Friday, June 11, 2021

Poor Pooch (and less pooch for me)


 

Yup, that's a bandage on Link's paw. Yesterday I got a call from Mom while I was at work. One of the pooch's front toes was splayed out at an odd angle. He didn't seem in pain and didn't whine when it was touched, but there was something very wrong. So I got the goahead from my boss to bail on work early and get back to my hometown and to the vet there. They were wonderful and worked him in between appointments within two hours of dropping him off. 

In short:
Dislocated toe.

So he has the bandage on his leg for the next four days and then gentle movement after that. Try telling that dog to slow down when he want's to do otherwise. Tearing out around the yard is probably what caused it to dislocate in the first place! But he seems to have taken to the bandage easily and hasn't tried to lick or nibble it off. He is, however, pretty much limping along on three feet now instead of ignoring it. I may need to give him some pain meds left over from one of his previous injuries. I just looked at his other paw and found that his dew claw is partially cracked, hence his licking there. Dang dog just seems to have been looking for trouble as of late.

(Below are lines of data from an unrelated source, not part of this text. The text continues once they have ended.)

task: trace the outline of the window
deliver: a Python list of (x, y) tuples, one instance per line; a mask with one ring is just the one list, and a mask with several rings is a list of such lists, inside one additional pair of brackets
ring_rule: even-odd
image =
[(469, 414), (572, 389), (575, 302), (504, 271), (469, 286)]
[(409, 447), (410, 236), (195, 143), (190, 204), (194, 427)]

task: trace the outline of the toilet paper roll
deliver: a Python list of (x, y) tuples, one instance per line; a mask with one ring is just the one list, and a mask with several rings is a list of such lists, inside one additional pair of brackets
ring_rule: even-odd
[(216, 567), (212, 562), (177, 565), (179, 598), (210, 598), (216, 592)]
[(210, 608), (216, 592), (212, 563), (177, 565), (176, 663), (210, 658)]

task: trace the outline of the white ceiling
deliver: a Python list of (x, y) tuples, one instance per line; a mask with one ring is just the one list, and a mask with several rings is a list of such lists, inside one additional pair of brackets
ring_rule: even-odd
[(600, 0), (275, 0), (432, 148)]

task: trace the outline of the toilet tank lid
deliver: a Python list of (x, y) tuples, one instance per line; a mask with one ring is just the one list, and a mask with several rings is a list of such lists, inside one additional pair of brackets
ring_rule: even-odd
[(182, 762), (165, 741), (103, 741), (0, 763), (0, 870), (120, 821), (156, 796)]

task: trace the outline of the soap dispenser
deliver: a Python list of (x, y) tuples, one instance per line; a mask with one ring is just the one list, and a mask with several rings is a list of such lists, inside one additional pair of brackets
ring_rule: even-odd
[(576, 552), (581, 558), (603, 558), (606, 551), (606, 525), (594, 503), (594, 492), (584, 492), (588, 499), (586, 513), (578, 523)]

I've lost 49 pounds since July last year. Forty. Nine. And yet I have trouble seeing it, other than noticing that now I have loose rolls of skin instead of full-flub rolls. I have lost one clothing size in that time (or maybe two if you include that I wasn't wearing the right size at that high end). In almost fifty pounds you would think there would be more movement in visible changes. But I want to be better NOW!

Ahem.

My knees are still unhappy with my weight, despite starting to exercise and working on strengthening everything. But I'm impatient. I want it all now, and with none of the work. Somehow I don't think that it works that way. But my cholesterol has decreased, I guess. That and being a little less easily winded seem to be the only things I see. But apparently other people are noticing.

Last week (week before?) my coworker mentioned that I was looking particularly healthy and was shrinking away (and she said it in a good way). I mentioned that I had been working on it for some time, so I was glad that she noticed. Some people take offense when others mention that they have lost weight--I am not one of those people. I revel in it since I am a people-pleaser. Probably not a healthy way of looking at things. Sort of like losing weight to make others think better of myself. Which is partially true. But I want my body to work better, move easier. So a bit of A, bit of B. 

But my food intake has been erratic. Not hungry much while out camping, then eating all the things during the week. I was 207 when I got back from camping last Sunday, but I was incredibly dehydrated and not much food in me. But it was 207! I have been stuck at 210ish since January, so that was a nice thing to run into. May be I can keep up the momentum and get that last pound before July 23rd when I started this whole thing. It would be nice.

And I'm rambling. So I may need to think about med-time and a snack to round out the night's eating and let everything settle easier.